Not far away, the demon Xonath in Danalas Moontreader’s body slams his massive polearm, Deathbreaker, into the ground where its dark power begins to pull forth a fresh horror from the tortured earth.

Taldarion spins his blades, grasping each in an underhand grip even as he growls, “ Oh, no, you don't!”

With one, he slashes at Moontreader's eyes, mimicking the blow that took his own eyes so many years ago. With the other, he stabs at the demon's abdomen.

“Do you hear them, Moontreader?” the tall nightelf says, biting off the words between sharp inhales. “The Unquiet Dead. My Shatterbound Army. We have been waiting... for months. Biding our time! Bringing together all those souls that they might reach out and take their retribution!”

Taldarion 's voice devolves into a feral growl as his blades sink deep into the distracted demon’s flesh. “You took everything but my life, Xonath.”

The nathrezim growls with a mixture of pain and anger, staggering back as the demon hunter presses his advantage, driving both blades to the hilt into his opponent and holding them there with all his might.

Leaving no pause for Xonath to recover, Taldarion begins to chant in eredun. The words sound remarkably similar to a ritual binding, but they are subtly different. Moontreader screams in pain, fighting to maintain his concentration from the power that surges up behind Taldarion’s words. The faint dreadlord form that hangs in the air above him shimmers at the struggle.

All around the clearing, voices rise, audible to all of the Netherbane, now. Names. Names of families and fathers. Of mothers and daughters. Sons. Soldiers. Children. All of Xonath’s innocent victims, their names whispering in the night air.

“Xi nvoric akreesh! X'il draenon kalimah! Krin'do Shervash!”

Moontreader looks up at Taldarion, his eyes wide with alarm. He shudders, as wounded by the ritual words as the weapons. Empowered by the vengeful dead, the Risen who still fight against being controlled, the demon hunter’s twin blades suck at the nathrezim’s essence, drawing the demon from Moontreader's body.

“It is finished.” Taldarion pulls the blades apart, slicing the body of the dreadlord in two.

Around them, the undead creatures, whether of shadow or flesh, crumble to dust. The grass, the trees, the foliage, all slough off the sickly taint with which the demon had infected them and return to their natural coloring.

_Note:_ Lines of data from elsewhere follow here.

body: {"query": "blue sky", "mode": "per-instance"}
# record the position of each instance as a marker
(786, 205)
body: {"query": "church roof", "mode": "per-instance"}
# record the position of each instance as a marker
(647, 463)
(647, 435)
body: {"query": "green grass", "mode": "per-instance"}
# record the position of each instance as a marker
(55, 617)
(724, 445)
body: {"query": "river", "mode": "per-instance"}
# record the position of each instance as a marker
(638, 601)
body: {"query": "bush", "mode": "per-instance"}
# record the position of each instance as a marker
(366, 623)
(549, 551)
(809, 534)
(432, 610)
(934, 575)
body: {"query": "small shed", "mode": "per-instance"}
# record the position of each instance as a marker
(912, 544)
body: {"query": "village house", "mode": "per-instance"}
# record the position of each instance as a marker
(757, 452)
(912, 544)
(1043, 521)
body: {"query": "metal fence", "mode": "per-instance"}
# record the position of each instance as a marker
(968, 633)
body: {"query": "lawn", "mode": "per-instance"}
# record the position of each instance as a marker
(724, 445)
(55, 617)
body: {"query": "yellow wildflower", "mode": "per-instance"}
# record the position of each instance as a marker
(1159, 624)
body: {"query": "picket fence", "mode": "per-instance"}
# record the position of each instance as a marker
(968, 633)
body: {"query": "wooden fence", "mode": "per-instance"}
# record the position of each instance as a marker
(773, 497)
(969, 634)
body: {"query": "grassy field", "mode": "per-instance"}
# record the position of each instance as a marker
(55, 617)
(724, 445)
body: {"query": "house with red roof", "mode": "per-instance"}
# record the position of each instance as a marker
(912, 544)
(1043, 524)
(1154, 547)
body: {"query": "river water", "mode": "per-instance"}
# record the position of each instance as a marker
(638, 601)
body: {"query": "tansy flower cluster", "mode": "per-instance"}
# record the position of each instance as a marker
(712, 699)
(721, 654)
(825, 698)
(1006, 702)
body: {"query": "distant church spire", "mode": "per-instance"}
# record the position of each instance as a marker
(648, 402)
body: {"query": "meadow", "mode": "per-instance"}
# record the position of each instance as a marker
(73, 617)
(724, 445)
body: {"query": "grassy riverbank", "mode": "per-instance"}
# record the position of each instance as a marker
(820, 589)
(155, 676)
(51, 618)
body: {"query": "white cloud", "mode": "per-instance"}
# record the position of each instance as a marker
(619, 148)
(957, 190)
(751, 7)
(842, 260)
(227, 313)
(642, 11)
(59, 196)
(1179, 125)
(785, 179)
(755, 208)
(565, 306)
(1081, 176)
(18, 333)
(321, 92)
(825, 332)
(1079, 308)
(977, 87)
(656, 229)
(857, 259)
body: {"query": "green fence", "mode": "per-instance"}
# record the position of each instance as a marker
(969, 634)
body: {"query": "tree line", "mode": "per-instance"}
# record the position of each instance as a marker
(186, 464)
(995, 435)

The stench of the undead, however, is still heavy in the air. The sickly feeling of fel magic, too, lingers long after the demon hunters have gathered their wounded and trickled away.

______

The game ended in a scream and a spray of fouled blood. It ended in the confusion of allies turned enemies turned allies, again, and the whispered mutiny of the dead. It ended in a shattering, shuddering dissolution of all that the dreadlord had created. Chaos and destruction. Pain and weakness. In short, the game ended with everything Xonath might have wished for the world.

It felt too unlike a victory.

Sedrai watched with a furrowed brow as the last of the Netherbane disappeared into the distance, gone to lick their wounds and recover their strength. A sense of unease settled like a stone in her belly. Something intangible and inexplicable felt wrong. Felt false. As if the script had been read to perfection, yet the acting was weak enough to leave doubt. As if an ellipse marked the end instead of a period.

The shadows of the copse of trees protecting her from unwanted attention, the draenai took long minutes to reflect and replay, to analyze the events to which she had borne witness, seeking the flaw. The azure glow of her eyes, like the deep waters of a frosted mountain lake, swirled gently with the currents of her racing thoughts. They lead her in circles, whirling along eddies of misdirection and ending in the stagnant waters of questions unanswered. The night’s outcome may have been exactly what it seemed… or it may have been very much not.

Even his demise had a purpose. The thought came, unbidden, from somewhere in the back of her mind, born of intuition developed in the weeks and months of her involvement with the sundered dreadlord. Foul though it was, it rang too true to be banished, humming with an odd combination of threat and promise that she could not bring herself to examine.

She frowned, her gauntlet creaking as she squeezed her left hand into a fist. The motion did nothing to erase the dull tingle left there by the oath the demon had demanded of her, the final price paid against the success of her mission. It never did.

“Enough.” Sedrai said the word aloud to break the power of her own reverie, the sound an anchor to the reality of the Moonglade.

Fat raindrops had begun to fall, the land’s tears hissing against the leaves and soaking the ash that was all that remained of the Xonath’s Risen soldiers. The moon, high and full and peeking through a gap in the clouds, hovered above the shadow of Mount Hyjal. Its clear light turned the fallen rain to liquid silver, gilding it as if to draw attention to the way it flowed, the way it smoothed away the rough edges of the ravaged sod.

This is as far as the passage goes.